Now when I look at the tree after all these years, I realize that what it does so well is to prioritize intention rather than form. It can be easy for us to get caught up in the idea that we aren’t good at sitting meditation and then give up on the whole activity. The tree has allowed people to see beyond sitting meditation and to understand that a practice can take many different forms, depending on our personality and what’s going on in our lives. As one woman said, “It was a revelation to me that meditation wasn’t the only way. Choosing a different branch enabled me to finally find a practice that worked for me.”
Another said, “The tree has opened up my understanding of how to view contemplative practices, how engaging in my life mindfully makes whatever I am doing a practice of contemplation. Following my breath is still my touchstone, but I love this greater view.”
The tree also allows room for creativity. Whenever I present it, I emphasize that it’s a living document, one that people can add onto or change in a way that speaks to them. In workshops, I give participants a blank version of the tree so they can create their own. It was never meant to be a definitive taxonomy but rather an invitation to explore what practice means to each of us. One woman shared that during a personal retreat day, she added a branch for “Food Meditation” which she described as “engaging in awareness with each step in my meal preparation.” She told me that this form of practice helped her to shift away from an old habit of rushing to eat when she worked on chaotic film sets.

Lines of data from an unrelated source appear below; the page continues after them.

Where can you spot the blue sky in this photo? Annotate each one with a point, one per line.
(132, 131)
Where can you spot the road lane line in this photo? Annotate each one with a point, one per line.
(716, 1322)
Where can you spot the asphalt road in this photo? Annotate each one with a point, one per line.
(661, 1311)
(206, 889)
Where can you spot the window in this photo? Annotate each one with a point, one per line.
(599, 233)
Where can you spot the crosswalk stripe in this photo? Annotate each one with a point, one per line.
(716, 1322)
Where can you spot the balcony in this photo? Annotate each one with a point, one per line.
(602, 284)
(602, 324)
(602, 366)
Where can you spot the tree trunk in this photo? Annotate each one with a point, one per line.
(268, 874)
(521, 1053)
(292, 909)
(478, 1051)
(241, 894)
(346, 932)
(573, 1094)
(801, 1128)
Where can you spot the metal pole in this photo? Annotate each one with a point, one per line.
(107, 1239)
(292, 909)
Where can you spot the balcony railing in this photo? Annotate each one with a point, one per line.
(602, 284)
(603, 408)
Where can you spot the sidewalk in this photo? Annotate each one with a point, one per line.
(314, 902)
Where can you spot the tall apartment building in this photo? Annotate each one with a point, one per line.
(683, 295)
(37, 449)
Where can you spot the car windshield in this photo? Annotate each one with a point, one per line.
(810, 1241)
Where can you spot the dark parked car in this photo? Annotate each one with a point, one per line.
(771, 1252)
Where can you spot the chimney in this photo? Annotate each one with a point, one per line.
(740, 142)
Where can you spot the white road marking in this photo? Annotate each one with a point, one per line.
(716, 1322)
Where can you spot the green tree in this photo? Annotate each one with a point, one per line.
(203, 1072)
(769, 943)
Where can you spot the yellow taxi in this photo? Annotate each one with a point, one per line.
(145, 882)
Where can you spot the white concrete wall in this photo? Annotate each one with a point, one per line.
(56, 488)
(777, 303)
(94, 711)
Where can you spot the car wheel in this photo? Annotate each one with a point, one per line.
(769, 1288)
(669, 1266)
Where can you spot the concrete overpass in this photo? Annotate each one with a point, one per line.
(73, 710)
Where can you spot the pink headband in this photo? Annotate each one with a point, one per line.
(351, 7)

It taught me something about my own practice as well. It’s helped me to understand that while zazen (sitting meditation in the Zen tradition) is fundamental in my life, practice shows up in other ways that resonate with my personality. I’ve learned that if I don’t mix in some walking and writing practice in the course of a day, I can get a little wonky.
That’s always been my biggest hope for the tree — that it can liberate us from narrow ideas of what contemplative practice is and help us to find one (or more) that truly works for us. And with this discovery, rather than bemoaning that meditation is something we’ll never be good at, we can actually embrace a practice and find ways to integrate it into our lives. My hope is that the tree offers a way to democratize contemplative practice so that we can take back our power to wake ourselves up, and cultivate a greater sense of equanimity, joy, resilience, and compassion.